>> As the number of complaints from transgender students alleging discrimination in schools across the country soars. A literal safe space is open in the south, of all places. Pride School Atlanta's mission is to serve anyone affiliated with the The LGBTQ community. It's a small school that hopes its big idea could replicated nationwide.
Reuters reporter Letitia Stein was at the school in Georgia. This school is one of only a handful that offers anything like this kind of an education in the United States. And researchers believe, worldwide. Pride School Atlanta opened earlier this year. It is very small, serving approximately nine students.
But students who were simply not being served well in the mainstream public school setting.>> School founder, Christian Zsilavetz. Himself, a queer identified trans man. Said he wanted a place where these kids felt comfortable. The reason I saw to create Pride School Atlanta, is, number one for LGBT.
And otherwise gender diverse students to have a place where they can fully themselves and get an education. Without having to fight for their rights. Even for things as simple as using their preferred name, or their preferred pronoun. Or being able to express a crush on somebody who might be of the same sex or same gender as them.

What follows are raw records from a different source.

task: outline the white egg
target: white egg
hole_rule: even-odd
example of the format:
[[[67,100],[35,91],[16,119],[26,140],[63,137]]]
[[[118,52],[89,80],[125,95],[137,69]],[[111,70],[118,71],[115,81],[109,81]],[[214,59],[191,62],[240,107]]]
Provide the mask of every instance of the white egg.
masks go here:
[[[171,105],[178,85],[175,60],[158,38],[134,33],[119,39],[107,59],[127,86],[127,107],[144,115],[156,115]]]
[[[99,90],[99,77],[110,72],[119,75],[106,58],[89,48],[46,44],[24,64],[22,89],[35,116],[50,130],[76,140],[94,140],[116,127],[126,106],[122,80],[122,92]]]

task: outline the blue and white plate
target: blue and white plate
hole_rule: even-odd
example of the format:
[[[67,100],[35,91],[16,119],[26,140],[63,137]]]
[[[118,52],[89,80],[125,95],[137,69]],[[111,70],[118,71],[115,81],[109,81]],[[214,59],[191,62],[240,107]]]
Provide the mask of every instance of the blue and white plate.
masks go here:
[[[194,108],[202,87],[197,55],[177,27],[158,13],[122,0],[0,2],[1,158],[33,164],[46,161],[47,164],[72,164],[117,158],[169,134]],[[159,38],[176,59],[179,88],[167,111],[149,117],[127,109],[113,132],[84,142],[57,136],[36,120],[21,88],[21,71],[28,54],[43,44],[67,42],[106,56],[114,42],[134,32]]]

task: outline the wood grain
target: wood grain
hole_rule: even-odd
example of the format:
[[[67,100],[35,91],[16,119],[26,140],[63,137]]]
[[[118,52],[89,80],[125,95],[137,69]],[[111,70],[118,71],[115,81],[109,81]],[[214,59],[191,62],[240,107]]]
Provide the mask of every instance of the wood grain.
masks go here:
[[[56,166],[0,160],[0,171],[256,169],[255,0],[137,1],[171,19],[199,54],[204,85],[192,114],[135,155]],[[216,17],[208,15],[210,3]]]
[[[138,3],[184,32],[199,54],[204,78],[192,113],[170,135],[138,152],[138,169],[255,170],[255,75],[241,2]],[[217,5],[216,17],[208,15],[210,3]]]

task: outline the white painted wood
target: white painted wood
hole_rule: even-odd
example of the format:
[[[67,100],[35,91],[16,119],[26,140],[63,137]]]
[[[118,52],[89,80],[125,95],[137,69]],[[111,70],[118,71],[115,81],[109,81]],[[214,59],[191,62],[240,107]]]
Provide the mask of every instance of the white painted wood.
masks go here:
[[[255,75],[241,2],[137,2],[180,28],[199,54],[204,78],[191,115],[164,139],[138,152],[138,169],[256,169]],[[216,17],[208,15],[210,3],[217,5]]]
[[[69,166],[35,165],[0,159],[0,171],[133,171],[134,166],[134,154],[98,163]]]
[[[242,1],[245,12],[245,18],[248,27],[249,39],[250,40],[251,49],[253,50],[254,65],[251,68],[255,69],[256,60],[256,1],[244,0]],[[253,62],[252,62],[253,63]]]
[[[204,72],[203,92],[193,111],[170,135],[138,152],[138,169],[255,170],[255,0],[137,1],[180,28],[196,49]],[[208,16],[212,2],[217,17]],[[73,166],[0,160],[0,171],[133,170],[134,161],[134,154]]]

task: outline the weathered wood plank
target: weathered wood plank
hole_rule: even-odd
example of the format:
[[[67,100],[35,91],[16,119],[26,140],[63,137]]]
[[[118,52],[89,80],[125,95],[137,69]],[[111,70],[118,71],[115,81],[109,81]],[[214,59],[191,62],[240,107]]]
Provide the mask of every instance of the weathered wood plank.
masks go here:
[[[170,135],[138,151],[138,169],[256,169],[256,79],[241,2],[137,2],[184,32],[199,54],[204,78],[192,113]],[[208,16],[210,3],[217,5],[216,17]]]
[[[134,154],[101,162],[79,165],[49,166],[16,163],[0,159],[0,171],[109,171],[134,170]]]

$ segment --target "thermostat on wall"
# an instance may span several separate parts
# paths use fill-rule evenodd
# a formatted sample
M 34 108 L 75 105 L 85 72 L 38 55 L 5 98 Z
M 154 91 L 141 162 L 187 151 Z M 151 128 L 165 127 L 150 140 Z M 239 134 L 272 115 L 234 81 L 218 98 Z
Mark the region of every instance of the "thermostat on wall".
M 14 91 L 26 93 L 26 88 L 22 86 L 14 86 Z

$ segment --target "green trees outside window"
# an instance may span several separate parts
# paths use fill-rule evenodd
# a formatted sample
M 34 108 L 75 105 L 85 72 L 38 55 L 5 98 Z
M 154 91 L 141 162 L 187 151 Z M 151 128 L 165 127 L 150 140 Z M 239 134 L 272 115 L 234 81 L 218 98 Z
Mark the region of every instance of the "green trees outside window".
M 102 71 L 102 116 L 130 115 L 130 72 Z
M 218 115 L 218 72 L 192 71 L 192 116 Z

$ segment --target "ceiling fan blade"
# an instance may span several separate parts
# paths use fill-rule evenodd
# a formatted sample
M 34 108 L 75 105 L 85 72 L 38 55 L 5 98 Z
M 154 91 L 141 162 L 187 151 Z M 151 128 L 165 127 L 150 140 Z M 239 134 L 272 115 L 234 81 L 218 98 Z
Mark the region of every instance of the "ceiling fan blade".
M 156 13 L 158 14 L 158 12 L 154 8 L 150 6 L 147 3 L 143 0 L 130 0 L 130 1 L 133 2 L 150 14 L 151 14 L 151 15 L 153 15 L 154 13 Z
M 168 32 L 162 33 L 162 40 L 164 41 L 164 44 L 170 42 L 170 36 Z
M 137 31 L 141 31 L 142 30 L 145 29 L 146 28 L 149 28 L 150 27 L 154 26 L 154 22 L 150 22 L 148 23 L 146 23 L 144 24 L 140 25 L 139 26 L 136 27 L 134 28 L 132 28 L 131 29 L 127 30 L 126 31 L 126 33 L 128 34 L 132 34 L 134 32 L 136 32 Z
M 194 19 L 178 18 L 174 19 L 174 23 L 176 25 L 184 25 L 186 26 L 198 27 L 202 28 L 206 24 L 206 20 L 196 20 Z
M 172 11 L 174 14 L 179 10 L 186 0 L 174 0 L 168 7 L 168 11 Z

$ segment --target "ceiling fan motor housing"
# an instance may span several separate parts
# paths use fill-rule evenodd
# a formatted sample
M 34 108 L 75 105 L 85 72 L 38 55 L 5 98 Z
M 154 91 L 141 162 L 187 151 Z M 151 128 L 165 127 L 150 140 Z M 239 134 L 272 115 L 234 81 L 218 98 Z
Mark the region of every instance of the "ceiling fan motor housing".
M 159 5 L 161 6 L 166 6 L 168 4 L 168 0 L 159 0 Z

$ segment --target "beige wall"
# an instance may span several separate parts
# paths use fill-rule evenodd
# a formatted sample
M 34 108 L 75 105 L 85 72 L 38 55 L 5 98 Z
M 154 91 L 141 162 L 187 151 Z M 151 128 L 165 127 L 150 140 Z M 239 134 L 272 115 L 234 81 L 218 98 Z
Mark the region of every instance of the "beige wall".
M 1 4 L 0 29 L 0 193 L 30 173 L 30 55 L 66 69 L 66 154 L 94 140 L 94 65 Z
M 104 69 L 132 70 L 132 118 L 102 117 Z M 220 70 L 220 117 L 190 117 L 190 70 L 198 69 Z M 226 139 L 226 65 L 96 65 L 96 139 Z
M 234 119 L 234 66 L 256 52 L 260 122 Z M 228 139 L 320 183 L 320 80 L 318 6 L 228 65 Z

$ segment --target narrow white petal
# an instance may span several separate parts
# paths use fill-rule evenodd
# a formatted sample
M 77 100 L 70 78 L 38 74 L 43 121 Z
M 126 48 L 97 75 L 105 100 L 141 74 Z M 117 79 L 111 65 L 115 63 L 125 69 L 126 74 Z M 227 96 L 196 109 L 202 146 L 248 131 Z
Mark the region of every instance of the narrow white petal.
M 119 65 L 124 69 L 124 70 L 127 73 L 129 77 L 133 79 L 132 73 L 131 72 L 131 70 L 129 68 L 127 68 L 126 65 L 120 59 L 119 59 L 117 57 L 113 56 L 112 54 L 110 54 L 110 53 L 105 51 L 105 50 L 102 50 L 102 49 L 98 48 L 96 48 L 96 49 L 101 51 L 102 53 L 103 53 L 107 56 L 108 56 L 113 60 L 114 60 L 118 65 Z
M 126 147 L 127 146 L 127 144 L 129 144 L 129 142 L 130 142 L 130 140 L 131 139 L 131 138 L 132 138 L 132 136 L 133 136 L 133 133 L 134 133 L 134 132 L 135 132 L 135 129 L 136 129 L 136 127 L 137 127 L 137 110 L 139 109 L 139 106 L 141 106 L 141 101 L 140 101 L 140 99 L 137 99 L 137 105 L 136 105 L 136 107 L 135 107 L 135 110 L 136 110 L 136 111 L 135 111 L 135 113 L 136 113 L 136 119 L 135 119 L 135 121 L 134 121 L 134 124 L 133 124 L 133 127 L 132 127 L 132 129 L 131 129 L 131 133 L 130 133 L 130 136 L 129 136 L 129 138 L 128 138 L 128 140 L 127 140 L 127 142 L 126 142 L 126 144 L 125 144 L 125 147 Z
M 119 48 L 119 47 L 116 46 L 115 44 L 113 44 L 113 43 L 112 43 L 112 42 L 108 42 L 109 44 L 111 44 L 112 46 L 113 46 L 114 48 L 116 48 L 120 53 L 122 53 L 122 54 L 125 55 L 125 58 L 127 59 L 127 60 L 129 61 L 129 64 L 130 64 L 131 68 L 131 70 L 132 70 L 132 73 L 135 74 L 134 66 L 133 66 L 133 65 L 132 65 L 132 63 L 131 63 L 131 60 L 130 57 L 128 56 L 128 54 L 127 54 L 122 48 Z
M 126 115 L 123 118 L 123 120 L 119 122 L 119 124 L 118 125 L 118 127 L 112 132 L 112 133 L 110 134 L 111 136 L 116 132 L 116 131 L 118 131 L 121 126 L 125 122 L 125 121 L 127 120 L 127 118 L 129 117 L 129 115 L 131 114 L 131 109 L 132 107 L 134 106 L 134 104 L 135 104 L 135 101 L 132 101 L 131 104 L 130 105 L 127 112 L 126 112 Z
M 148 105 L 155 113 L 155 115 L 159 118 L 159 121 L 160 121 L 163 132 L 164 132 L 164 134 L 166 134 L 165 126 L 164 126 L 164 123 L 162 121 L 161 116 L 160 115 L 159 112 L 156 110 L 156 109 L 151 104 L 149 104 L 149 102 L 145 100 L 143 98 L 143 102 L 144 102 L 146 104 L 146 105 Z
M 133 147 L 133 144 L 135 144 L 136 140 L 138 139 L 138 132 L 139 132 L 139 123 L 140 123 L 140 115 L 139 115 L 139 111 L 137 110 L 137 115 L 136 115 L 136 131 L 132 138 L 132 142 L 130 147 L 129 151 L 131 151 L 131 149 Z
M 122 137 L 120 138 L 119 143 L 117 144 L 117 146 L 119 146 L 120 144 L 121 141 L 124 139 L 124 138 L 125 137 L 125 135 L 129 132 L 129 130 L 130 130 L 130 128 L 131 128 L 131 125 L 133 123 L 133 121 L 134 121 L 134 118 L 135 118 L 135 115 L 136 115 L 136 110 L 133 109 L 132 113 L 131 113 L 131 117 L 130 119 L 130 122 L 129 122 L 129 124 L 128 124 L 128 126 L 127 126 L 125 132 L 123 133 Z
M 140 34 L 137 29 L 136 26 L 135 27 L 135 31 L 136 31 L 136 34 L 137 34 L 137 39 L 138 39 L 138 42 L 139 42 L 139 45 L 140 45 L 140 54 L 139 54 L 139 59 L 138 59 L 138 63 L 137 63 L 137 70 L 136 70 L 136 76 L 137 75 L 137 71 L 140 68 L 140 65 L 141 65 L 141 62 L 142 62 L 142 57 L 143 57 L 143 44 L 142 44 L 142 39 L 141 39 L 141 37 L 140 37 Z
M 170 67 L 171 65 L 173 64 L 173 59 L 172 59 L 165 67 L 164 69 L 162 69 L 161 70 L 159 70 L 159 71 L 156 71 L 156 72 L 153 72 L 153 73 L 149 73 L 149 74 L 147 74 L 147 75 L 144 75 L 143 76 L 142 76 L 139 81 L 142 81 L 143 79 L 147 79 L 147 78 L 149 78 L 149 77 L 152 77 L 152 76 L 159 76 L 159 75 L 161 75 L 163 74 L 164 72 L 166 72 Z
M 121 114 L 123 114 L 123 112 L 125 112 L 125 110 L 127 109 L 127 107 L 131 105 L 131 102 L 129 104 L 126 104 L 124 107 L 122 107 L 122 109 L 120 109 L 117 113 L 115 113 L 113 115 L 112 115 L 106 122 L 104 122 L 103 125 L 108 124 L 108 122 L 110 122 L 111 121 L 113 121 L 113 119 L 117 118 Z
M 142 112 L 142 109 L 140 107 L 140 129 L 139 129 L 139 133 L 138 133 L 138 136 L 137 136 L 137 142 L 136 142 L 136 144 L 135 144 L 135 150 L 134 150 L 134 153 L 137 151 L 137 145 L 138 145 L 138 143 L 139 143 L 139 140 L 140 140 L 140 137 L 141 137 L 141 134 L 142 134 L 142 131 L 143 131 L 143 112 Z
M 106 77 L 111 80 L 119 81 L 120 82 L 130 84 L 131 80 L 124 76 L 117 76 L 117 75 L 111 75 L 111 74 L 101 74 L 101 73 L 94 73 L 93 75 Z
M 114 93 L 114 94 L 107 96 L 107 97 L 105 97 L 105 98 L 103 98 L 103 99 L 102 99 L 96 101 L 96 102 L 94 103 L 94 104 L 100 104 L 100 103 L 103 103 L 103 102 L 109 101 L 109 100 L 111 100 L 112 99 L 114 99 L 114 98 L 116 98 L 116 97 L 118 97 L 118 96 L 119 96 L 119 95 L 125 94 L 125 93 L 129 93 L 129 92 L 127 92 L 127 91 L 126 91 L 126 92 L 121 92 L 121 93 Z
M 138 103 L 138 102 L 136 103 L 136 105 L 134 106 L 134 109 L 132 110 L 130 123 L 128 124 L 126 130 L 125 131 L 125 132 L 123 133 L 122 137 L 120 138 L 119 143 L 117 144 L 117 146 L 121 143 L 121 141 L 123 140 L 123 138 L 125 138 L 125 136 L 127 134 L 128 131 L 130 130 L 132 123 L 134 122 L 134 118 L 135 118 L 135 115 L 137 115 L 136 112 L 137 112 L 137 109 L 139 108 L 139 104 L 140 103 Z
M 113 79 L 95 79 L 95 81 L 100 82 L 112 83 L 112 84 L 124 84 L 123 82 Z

And also for queer and trans families to have a place where they know that their kids are going to be in a space where their family is honored. And for educators who might identify as LGBT, to have a place where they can really serve their community or just openly teach.
>> Court records and data reviewed by Reuters show a twelvefold surge in civil rights complaints lodged with the US Department of Education since 2014. The Obama administration has tried to tell school districts that they may not discriminate against transgender students. However, it's unclear what's going to happen with new regulations amid legal wrangling.
And an uncertainty about the incoming conservative president.